Na "Mesa de Pedra" ... um ícone do Caminho Português em Pontecesures
WiFi eiquí ... só o can 🙂
Na "Mesa de Pedra" éramos nós, os quatro peregrinos portugueses, uma checa, o Ales ... e o WiFi. WiFi? Sim ... o WiFi é o cão. A Joana perguntou se não havia WiFi ... e o Ales respondeu ... "WiFi eiquí só o can"... 🤪
Eram duas horas quando deixámos a "Mesa de Pedra". Cruzámos o Ulla, acompanhámos o Sar ... e entrámos em Padrón. Padrón era um dos poucos concelhos galegos em nível máximo de confinamento. Sabíamos que não íamos encontrar restaurantes nem bares abertos, mas a maioria dos albergues privados estavam a funcionar normalmente.

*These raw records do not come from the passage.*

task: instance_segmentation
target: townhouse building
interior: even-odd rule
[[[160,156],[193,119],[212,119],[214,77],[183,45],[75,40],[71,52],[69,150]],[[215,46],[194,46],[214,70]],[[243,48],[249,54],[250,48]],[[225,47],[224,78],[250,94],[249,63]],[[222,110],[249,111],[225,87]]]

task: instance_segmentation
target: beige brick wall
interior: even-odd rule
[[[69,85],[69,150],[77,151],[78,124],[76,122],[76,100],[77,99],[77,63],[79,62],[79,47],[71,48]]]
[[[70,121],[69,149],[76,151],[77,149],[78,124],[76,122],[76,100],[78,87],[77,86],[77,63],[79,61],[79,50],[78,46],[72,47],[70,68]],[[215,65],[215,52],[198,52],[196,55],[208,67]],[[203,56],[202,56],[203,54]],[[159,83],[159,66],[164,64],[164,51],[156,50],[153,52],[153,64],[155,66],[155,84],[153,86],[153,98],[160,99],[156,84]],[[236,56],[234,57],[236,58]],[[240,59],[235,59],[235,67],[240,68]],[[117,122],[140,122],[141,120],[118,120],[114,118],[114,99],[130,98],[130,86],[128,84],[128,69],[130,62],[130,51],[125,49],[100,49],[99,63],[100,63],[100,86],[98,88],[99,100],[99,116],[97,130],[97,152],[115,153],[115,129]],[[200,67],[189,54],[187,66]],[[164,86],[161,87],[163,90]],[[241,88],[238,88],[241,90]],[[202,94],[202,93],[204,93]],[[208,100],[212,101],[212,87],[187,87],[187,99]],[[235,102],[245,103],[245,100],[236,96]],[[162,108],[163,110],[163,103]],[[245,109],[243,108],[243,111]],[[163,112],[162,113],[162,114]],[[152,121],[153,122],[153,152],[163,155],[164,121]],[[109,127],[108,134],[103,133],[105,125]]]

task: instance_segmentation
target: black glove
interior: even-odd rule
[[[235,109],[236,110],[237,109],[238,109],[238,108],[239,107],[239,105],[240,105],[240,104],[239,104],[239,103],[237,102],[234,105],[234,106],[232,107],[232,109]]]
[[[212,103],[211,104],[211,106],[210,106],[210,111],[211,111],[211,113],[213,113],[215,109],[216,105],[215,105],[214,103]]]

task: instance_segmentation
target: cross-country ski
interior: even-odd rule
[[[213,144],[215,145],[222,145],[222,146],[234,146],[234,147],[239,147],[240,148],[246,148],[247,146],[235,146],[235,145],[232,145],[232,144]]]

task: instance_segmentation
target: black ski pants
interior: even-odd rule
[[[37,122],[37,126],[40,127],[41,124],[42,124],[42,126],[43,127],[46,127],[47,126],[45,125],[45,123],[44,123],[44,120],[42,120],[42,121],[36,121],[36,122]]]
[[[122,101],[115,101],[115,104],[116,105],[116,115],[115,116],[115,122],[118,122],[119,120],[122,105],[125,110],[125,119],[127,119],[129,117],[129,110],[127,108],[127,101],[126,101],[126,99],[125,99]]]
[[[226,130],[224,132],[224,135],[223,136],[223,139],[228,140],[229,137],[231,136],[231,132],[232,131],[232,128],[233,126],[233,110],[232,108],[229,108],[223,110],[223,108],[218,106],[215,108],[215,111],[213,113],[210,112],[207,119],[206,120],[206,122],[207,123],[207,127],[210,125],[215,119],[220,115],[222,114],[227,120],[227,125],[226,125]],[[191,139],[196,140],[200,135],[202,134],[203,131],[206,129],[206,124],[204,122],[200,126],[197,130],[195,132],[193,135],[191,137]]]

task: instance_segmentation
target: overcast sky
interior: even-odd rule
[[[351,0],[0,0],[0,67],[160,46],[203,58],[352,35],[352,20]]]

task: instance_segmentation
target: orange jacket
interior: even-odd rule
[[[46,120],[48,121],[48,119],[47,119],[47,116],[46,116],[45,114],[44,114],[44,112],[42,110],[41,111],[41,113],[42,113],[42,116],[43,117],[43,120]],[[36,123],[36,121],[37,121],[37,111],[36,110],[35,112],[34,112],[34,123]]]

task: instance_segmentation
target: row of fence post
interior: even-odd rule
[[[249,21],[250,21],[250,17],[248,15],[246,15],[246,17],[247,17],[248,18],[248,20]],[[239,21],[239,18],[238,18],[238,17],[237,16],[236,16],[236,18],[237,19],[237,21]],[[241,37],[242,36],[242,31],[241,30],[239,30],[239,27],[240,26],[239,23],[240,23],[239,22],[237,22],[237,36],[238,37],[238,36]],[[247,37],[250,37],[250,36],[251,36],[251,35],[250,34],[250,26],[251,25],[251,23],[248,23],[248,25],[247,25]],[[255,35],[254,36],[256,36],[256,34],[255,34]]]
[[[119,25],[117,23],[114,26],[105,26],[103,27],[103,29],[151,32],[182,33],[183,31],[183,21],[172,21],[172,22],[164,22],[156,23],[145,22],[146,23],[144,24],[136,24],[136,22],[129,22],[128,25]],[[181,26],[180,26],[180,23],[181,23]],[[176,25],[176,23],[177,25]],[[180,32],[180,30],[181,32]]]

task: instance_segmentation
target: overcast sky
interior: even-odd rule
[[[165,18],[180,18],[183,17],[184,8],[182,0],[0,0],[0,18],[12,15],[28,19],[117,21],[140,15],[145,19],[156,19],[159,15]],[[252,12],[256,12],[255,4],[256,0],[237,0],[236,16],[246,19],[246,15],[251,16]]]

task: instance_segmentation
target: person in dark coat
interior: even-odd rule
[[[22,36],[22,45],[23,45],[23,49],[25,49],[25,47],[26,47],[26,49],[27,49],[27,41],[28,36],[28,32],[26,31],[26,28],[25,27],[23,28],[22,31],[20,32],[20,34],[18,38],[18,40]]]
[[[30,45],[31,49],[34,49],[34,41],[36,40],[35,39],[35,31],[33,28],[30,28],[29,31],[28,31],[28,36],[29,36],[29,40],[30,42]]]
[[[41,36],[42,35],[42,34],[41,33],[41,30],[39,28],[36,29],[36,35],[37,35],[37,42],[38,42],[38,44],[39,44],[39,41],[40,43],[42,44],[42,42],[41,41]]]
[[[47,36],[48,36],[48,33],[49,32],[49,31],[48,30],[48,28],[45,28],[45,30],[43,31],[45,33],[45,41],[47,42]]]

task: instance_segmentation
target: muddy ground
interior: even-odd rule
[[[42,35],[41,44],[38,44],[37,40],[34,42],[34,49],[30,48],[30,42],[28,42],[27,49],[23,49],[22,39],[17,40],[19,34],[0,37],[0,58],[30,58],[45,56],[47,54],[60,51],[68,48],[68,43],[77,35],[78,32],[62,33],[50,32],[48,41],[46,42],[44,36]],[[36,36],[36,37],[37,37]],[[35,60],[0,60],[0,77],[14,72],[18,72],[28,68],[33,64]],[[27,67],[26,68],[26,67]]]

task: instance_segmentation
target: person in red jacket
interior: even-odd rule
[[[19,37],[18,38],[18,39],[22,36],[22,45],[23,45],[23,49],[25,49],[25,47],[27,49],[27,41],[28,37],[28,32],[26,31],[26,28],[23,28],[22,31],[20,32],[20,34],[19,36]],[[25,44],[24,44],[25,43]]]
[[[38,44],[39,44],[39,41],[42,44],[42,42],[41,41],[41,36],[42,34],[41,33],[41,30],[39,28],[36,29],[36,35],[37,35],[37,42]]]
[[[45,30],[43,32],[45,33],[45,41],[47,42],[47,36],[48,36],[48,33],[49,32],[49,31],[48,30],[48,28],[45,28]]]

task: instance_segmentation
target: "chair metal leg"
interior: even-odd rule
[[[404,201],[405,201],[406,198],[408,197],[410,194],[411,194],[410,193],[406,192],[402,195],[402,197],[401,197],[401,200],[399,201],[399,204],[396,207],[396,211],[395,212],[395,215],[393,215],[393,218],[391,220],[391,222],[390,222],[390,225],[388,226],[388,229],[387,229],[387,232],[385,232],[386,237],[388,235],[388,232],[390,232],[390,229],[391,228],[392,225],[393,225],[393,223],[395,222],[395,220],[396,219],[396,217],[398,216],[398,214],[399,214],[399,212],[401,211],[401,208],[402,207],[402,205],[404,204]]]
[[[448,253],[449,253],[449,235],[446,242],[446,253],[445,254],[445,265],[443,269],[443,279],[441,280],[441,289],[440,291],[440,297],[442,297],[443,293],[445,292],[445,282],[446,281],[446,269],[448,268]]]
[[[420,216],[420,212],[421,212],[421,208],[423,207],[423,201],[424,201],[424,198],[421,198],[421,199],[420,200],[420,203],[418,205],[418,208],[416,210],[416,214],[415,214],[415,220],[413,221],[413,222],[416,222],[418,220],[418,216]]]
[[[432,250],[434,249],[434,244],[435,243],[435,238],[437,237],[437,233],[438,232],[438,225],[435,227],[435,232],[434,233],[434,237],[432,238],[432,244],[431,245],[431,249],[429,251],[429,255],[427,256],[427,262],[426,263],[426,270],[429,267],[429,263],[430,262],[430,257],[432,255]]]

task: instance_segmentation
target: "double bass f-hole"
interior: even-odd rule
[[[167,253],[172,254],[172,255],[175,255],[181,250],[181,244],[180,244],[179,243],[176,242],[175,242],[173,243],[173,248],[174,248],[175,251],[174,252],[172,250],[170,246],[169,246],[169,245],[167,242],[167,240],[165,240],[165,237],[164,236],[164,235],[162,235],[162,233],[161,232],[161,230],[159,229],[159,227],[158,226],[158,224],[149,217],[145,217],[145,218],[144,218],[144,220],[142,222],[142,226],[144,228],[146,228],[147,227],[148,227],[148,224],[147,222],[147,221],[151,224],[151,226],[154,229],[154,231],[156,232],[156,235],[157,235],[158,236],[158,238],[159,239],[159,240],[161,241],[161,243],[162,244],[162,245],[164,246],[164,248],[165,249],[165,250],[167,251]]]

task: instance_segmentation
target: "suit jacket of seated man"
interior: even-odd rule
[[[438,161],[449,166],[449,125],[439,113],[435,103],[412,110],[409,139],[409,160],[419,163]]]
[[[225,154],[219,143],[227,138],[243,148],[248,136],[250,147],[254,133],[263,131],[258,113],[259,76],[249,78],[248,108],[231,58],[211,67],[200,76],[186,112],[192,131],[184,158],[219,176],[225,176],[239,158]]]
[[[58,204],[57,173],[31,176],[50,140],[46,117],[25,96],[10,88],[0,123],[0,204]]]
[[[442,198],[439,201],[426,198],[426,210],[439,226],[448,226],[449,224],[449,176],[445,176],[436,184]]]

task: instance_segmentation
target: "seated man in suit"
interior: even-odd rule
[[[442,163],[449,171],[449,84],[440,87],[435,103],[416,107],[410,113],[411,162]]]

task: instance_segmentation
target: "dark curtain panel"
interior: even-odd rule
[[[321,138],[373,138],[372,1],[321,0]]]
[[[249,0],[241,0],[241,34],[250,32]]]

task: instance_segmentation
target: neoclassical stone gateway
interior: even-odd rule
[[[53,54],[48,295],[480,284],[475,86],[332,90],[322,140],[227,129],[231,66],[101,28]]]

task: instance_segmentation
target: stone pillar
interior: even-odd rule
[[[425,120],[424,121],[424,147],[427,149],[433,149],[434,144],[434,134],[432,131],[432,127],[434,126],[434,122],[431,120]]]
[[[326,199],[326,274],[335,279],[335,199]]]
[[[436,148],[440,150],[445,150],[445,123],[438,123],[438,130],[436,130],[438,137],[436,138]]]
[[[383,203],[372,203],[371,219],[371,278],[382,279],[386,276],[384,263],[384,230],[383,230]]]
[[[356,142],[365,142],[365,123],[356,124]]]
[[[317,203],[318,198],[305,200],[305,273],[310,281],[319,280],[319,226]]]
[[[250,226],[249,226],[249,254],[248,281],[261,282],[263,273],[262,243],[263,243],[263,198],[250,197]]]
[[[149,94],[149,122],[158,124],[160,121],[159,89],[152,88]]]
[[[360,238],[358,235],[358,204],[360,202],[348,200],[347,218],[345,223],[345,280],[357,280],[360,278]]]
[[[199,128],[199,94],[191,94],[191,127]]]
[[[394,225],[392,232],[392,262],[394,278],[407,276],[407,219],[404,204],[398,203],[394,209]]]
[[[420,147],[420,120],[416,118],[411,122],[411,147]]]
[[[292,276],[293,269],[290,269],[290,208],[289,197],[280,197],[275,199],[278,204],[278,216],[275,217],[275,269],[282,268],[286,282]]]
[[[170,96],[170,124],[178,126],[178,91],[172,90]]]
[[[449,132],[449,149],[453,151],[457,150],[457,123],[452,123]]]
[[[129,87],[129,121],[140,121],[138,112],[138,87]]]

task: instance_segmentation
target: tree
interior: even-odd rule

Escolhêramos o Albergue Rossol, situado mesmo em frente à Igreja de Santiago; sem dúvida um dos melhores em que ficámos ... e o mais barato! Uma vez instalados, fomos visitar a Igreja, que guarda o pedrón, a pedra a que terá sido amarrada a barca que transportou o corpo de Santiago, na sua trasladação desde a Terra Santa.
Padrón, 16h00 - O Rio Sar e o Convento do Carme
Igreja de Santiago de Padrón,
com o pedrón a que terá sido
amarrada a barca de Santiago
Ponte medieval sobre o Sar e Fonte e Convento do Carme
No Albergue Rossol, frente à Igreja de
Santiago
No morro sobre o Convento do Carme situa-se a Capela e o Cruzeiro do Santiaguiño do Monte. A minha pequena peregrina ficou no albergue, mas eu ainda subi ao monte, com esplêndidas panorâmicas sobre Padrón. Reza a lenda que o Apóstolo Santiago ali terá pregado a Fé Cristã.
Subida ao Santiaguiño do Monte
Capela e Cruzeiro do Santiaguiño do Monte e panorâmica sobre Padrón ... à luz do Sol poente
Em Padrón estávamos a cerca de 25 km de Santiago de Compostela. O nosso Caminho aproximava-se do destino traçado. Numa única etapa, chegaríamos a Santiago pela tarde dentro, pelo que, na planificação deste Caminho, optámos por uma etapa prévia que nos deixasse quase às portas do campo das estrelas ... até porque ainda havia uma "prova de superação" para vencer...
(Escrito e composto em casa, a 28 de Maio)

1 comentário:

Manso disse...

Dos poucos caminhos que conheço, a Variante Espiritual é a que guardo no coração.